Selon le professeur Cénat, les dommages humains, sanitaires et économiques liés à la période épidémique avaient eu un tel impact sur la santé mentale des populations que l’UNICEF a recommandé le développement d’un guide d’intervention psychologique pour répondre aux besoins des communautés touchées par des épidémies de maladies infectieuses.

« Il y avait un besoin criant d’outils cliniques et nous nous y sommes donc attelés », indique le chercheur, qui rappelle que les études montraient que les survivants à la crise de l’Ébola étaient cinq à huit fois plus touchés par la dépression, l’anxiété et le trouble de stress post-traumatique, et qu’ils étaient à risque de développer des troubles obsessionnels compulsifs et de la détresse psychologique sévère. Un constat qui appelle des actions programmées en matière de santé publique au Canada et à l’échelle mondiale.

Montage de deux photos montrant le jeu de Scrabble avec le mot résilient et une illustration de personnes en confinement à la maison

Un multi-outil transculturel de l’intervention psycho-sociale

Remanié dans une optique transculturelle, le guide constitué de neufs modules peut s’adapter aux communautés culturelles et à des classes d’âge variées. Il suscite déjà l’intérêt de nombreux pays européens et de pays à faible ou moyen revenu à travers le monde qui voient le potentiel démultiplicateur de cet outil d’intervention. Il est disponible en anglais et en français, et mis gratuitement à disposition des professionnels de la santé pour former le plus grand nombre d’intervenants médicaux, sociaux, pédagogiques et communautaires à la gestion des impacts épidémiques sur la santé mentale des malades, des familles et des soignants.

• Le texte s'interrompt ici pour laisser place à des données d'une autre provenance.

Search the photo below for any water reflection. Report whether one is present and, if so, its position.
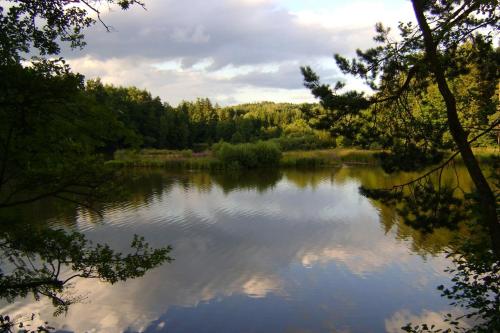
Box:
[2,167,474,332]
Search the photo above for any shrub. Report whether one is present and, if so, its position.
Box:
[212,141,281,169]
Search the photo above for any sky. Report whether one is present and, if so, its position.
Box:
[64,0,413,106]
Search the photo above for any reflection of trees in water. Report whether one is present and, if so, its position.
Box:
[361,159,500,333]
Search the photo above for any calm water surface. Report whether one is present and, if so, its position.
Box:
[1,167,472,332]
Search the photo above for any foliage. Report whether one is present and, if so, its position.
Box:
[402,242,500,333]
[213,141,281,169]
[0,61,135,208]
[0,225,172,314]
[0,0,142,65]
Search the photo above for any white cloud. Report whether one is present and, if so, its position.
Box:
[61,0,411,104]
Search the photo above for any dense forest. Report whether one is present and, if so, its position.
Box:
[0,0,500,332]
[81,42,500,153]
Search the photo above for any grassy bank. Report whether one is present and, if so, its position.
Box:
[108,143,499,170]
[107,149,223,170]
[108,145,378,170]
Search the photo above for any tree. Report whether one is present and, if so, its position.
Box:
[302,0,500,254]
[0,0,171,322]
[0,0,144,64]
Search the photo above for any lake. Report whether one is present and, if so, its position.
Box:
[0,166,468,332]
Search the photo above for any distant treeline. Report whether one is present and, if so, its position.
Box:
[85,40,500,154]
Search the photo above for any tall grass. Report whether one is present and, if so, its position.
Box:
[212,141,281,169]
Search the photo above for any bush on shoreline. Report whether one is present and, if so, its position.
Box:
[212,141,281,169]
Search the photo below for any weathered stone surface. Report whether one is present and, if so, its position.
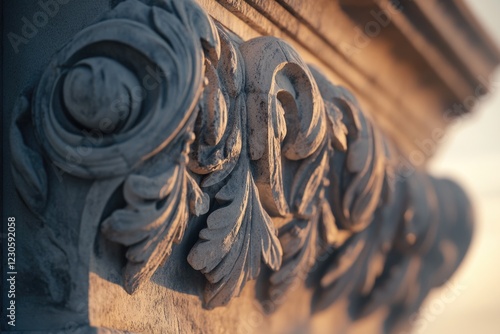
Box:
[0,0,484,333]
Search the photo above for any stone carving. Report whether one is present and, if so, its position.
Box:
[11,0,472,328]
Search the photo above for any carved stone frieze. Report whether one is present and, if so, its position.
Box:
[10,0,472,328]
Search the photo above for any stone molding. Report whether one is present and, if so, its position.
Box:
[10,0,472,329]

Même s’il paraît anecdotique qu’un médecin ou un infirmier affiche la photo de son visage sur sa blouse lorsqu’il porte un masque et une combinaison de protection totale, cela peut faire toute la différence pour alléger l’anxiété d’un patient en isolation, en humanisant sa prise en charge. Un exemple parmi tant d’autres des pratiques développées dans ce guide.

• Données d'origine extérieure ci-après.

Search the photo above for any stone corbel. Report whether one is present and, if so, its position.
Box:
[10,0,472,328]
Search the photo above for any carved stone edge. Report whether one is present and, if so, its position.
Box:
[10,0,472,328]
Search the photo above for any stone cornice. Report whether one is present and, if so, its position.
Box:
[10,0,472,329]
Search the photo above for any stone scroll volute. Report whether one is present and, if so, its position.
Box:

« Ce guide doit aider les professionnels de la santé mentale à favoriser la résilience des communautés touchées par la pandémie », explique le professeur Cénat, en précisant qu’à Pékin, New York, Montréal, Kinshasa ou Port-au-Prince, les groupes de populations résistent collectivement et que la résilience doit aussi se concevoir collectivement.